Note: A version of this ran in the Pelican Newspaper.
There has recently been false information in letters to the editors of local newspapers about the charter referenda, residents’ support of the referenda and The Original Save Our Beach Committee. Here are some facts about beach area development.
Back in 1998, the Deerfield Beach Commission planned to sell our publicly owned main beach parking lot to a developer who wanted to build a huge hotel. The commission tried their best to keep this a secret from the residents and did not ask for, nor did they want any public input on this. Fortunately, a couple of residents found out about it and Save Our Beach was born.
Concerned residents gathered almost 4,200 petitions to put a charter referendum on the ballot. This referendum would prohibit the sale or lease of city owned property with a value >$750,000 unless it was put to a vote for citizen approval. The citizens overwhelmingly approved this referendum and it became part of our city charter.
In 2000, the Commission/CRA board proposed the “Ocean Park Mixed Use Development” for the main beach parking lot. This development was a 450 space multi-story parking garage, fire station, amphitheater, fountain and 30% of the development would be leased for private retail. Due to the 1998 charter referendum, this development was required to be voted on by the residents and they overwhelmingly voted it down.
In 2000, the Ocean Plaza Condominium at the beach was proposed. The reason several building codes were eliminated by the city commission was the Ocean Plaza beach-front project. They needed multiple variances including floor area ratio and setback, in order to build the massive condominium.
Since the legal hardship requirements for these variances could not be met and the city commission knew this, they simply voted to change the ordinances and eliminate setbacks, floor area ratio and alter other building codes. Presto, just change the ordinances and no variances now required!!In 2001/2002, the city commission decided they wanted much of the barrier island to be designated a RAC. Residents didn’t want the designation of our entire 28 acre beach area as a RAC, which would allow much higher density and commercial development on the entire beach. OSOBs and more than 100 supporters went to the Broward County Commission with their concerns about the RAC and the intense over-development it would bring to the Deerfield Beach barrier island. The county commission agreed this was a bad idea and banned RACs on all barrier islands!
Residents were outraged by the continued assault on our beach by the city commission and joined the OSOB committee in its effort to gather enough signatures (almost 10,000) to place two Charter referenda on the November 2002 ballot. One of the referenda put the building codes back as they were in 2000/2002, prior to the commission changing the codes by changing the ordinances. The other referendum put restrictions on main beach parking lots, parking garages and their uses.

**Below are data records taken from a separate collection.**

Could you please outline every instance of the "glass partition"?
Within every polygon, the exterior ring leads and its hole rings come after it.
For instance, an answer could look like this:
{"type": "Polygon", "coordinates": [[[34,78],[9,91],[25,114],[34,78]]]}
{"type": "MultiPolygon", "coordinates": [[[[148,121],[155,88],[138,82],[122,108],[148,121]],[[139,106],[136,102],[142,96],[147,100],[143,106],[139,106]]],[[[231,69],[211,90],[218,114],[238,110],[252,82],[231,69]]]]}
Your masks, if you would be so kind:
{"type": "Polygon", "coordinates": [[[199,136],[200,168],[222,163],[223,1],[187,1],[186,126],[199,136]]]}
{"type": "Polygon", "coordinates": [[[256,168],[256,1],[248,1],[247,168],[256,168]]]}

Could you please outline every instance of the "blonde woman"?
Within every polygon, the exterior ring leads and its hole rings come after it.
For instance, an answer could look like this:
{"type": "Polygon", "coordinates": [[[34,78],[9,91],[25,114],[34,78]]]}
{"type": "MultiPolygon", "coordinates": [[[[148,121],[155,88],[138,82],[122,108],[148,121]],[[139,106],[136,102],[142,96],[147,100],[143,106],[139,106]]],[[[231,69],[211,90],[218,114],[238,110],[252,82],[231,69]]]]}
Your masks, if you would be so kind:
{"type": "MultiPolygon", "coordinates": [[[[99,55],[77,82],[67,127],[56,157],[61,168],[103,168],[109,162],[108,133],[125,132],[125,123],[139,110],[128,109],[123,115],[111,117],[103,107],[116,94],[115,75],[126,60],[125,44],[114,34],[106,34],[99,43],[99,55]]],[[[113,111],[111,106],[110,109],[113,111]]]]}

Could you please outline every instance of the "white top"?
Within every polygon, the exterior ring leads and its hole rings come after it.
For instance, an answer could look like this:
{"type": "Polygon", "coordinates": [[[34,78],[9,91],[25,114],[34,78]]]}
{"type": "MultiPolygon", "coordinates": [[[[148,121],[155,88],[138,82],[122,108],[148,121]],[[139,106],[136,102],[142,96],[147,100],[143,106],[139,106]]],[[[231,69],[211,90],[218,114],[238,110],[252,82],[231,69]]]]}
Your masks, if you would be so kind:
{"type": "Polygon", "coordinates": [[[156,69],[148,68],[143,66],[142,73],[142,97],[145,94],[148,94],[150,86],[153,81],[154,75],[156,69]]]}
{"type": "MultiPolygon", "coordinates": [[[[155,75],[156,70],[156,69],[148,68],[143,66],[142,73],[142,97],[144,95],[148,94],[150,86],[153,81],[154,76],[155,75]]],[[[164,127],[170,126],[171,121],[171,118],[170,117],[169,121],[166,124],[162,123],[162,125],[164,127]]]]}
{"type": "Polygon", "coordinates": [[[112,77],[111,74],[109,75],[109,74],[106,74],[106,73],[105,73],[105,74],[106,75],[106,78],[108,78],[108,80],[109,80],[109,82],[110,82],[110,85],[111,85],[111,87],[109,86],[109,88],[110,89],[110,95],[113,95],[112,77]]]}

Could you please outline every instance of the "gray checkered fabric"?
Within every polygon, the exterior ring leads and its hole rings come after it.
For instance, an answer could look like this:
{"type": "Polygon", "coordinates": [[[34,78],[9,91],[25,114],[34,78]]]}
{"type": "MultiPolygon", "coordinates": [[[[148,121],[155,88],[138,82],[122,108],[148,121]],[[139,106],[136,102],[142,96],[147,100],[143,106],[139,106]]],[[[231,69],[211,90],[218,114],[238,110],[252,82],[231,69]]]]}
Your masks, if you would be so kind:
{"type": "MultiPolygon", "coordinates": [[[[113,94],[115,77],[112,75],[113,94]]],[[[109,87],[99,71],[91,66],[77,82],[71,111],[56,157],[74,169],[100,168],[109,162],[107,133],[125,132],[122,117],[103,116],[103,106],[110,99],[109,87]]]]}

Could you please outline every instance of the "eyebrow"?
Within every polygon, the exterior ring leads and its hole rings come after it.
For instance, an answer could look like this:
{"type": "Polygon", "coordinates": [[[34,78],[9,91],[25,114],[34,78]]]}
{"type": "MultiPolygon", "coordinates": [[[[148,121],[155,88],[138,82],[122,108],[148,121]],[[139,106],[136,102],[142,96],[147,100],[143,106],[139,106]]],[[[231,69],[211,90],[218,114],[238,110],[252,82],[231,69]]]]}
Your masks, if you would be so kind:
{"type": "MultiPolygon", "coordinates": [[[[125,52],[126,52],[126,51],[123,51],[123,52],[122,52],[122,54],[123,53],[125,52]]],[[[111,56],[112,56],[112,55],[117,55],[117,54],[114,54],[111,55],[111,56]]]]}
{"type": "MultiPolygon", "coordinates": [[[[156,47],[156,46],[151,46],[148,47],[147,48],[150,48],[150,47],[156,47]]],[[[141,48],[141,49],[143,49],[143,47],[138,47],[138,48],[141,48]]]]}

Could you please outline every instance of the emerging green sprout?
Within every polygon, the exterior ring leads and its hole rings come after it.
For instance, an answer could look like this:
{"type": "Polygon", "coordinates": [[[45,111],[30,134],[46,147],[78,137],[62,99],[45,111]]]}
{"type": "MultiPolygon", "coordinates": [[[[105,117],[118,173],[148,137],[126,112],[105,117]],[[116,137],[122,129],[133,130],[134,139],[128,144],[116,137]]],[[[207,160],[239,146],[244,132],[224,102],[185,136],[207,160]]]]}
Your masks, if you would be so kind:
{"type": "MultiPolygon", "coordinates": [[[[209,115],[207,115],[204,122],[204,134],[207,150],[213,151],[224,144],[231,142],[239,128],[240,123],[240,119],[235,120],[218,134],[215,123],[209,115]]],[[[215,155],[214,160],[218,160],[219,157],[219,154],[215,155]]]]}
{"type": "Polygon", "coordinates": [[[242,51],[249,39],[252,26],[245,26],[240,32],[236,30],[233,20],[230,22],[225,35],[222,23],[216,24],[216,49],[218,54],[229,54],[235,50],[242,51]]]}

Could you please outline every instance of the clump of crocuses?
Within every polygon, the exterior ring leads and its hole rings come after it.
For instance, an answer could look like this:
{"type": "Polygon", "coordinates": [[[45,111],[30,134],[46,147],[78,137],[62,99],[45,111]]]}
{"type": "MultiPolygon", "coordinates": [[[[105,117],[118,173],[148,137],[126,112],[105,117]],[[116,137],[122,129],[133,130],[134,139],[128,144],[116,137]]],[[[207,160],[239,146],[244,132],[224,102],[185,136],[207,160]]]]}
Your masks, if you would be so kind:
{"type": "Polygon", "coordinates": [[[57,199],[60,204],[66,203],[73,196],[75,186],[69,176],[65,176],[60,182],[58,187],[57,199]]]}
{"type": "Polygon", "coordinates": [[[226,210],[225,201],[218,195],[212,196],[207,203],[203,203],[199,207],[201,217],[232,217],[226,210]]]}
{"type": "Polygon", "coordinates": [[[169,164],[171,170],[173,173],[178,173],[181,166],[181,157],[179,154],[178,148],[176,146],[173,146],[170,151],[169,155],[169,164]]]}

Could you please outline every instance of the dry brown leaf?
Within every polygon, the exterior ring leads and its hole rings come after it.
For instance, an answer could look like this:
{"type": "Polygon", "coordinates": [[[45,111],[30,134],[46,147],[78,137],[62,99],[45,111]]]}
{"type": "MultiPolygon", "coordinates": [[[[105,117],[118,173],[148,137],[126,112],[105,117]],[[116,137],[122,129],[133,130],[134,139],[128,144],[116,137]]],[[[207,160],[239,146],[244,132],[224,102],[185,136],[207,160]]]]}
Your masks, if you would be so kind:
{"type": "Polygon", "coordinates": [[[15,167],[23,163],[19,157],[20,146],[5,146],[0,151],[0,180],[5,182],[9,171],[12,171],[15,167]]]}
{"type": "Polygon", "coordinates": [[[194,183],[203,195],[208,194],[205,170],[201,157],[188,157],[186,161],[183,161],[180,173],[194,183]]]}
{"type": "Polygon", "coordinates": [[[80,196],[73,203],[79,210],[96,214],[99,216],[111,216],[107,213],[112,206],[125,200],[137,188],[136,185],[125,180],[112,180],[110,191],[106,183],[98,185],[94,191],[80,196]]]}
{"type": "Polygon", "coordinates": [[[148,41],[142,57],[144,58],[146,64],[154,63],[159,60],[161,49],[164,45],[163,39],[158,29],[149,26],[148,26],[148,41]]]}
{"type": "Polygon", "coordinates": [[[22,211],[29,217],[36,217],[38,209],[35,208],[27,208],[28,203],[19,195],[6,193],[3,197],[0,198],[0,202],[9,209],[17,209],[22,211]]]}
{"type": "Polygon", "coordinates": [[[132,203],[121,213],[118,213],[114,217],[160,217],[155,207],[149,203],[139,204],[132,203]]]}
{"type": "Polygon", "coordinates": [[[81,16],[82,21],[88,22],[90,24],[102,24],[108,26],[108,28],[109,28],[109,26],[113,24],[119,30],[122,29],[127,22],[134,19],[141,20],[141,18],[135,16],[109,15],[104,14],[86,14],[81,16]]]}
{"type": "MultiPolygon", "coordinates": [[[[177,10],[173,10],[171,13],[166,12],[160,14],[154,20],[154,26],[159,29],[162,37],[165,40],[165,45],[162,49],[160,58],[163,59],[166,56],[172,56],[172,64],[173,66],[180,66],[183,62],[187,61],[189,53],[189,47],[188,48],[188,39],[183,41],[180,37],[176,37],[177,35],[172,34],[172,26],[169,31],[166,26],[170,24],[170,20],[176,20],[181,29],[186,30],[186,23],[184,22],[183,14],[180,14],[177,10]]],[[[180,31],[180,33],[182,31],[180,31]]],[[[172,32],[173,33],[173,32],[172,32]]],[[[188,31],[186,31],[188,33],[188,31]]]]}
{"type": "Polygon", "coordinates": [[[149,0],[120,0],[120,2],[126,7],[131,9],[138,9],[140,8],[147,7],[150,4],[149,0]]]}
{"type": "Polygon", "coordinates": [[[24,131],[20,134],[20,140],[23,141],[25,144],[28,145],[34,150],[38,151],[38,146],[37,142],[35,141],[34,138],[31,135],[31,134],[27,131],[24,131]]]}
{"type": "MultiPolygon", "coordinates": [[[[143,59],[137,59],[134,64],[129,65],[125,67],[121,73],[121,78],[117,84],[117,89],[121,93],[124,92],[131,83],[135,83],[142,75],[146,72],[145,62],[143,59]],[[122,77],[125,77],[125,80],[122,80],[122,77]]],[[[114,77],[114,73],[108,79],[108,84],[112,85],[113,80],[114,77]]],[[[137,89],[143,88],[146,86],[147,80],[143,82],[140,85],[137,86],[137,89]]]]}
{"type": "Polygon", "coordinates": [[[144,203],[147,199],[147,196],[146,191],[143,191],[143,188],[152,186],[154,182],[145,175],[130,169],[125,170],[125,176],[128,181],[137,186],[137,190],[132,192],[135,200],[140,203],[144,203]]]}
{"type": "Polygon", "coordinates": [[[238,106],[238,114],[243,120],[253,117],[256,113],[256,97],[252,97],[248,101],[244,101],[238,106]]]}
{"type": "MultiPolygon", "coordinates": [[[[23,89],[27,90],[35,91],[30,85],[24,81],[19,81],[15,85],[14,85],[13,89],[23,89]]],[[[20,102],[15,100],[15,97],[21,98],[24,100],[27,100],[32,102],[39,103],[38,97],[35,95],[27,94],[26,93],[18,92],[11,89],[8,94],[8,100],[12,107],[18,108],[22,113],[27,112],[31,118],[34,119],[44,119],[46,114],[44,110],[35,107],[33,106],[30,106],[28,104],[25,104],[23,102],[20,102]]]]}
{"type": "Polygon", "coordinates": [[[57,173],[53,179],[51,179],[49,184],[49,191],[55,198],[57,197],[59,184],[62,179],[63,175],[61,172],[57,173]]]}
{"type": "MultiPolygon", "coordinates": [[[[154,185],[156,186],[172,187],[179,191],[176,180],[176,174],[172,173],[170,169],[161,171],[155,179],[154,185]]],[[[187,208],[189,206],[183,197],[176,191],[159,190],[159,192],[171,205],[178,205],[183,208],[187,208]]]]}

Both of these referenda were overwhelmingly approved by the voters, receiving a total of more than 20,000 votes! Approval of the two charter referenda put these building codes for the beach in the city charter, where they could no longer be changed at the whim of a city commission.In 2003, Residents didn’t want the 18,000+ sq. ft. giant restaurant with no parking spaces, planned by Pete Boinis, for our city owned pier and showed up in overwhelmingly large numbers at many commission meetings to protest. The commission grudgingly agreed to halt the project. We now have a beautiful city owned new pier restaurant which is 10 times smaller than Boinis’ proposal.
OSOBers are in favor of development that stays within the land use codes and zoning regulations. If a person has a hardship, and cannot utilize his/her property because of that hardship, a variance can often be granted. However an owner of a property cannot claim a variance because they want to make more profit and can do that by building taller and fatter than allowed by code. They are entitled to reasonable use of their property and the Deerfield building codes certainly allow for that.
A few people keep trying to blame the beach area charter referenda for the proliferation of sober houses. Yes, there are sober houses on the barrier island in Deerfield and Fort Lauderdale and Pompano and other island communities across the country. They are also on the mainland in Deerfield and Boca and Delray and other cities across the country. The accusations that the referenda are responsible for sober houses are ridiculous.
The OSOB committee bases its actions on what residents want and work toward making that happen. We attend all commission meetings and workshops to keep up with what is happening in the city. We pay attention.
The OSOB committee informs the residents of Deerfield Beach about pending projects so they can make informed decisions. The OSOB committee is made up of people who moved to Deerfield Beach because of its unique character.
The OSOB has become, out of necessity, the voice of the majority of residents. We are a diverse group who, with every challenge, attracts new members. The group is brought together by one mission; to keep atypical Deerfield Beach from becoming the standard over-developed Florida city, thereby protecting the quality of life of our residents.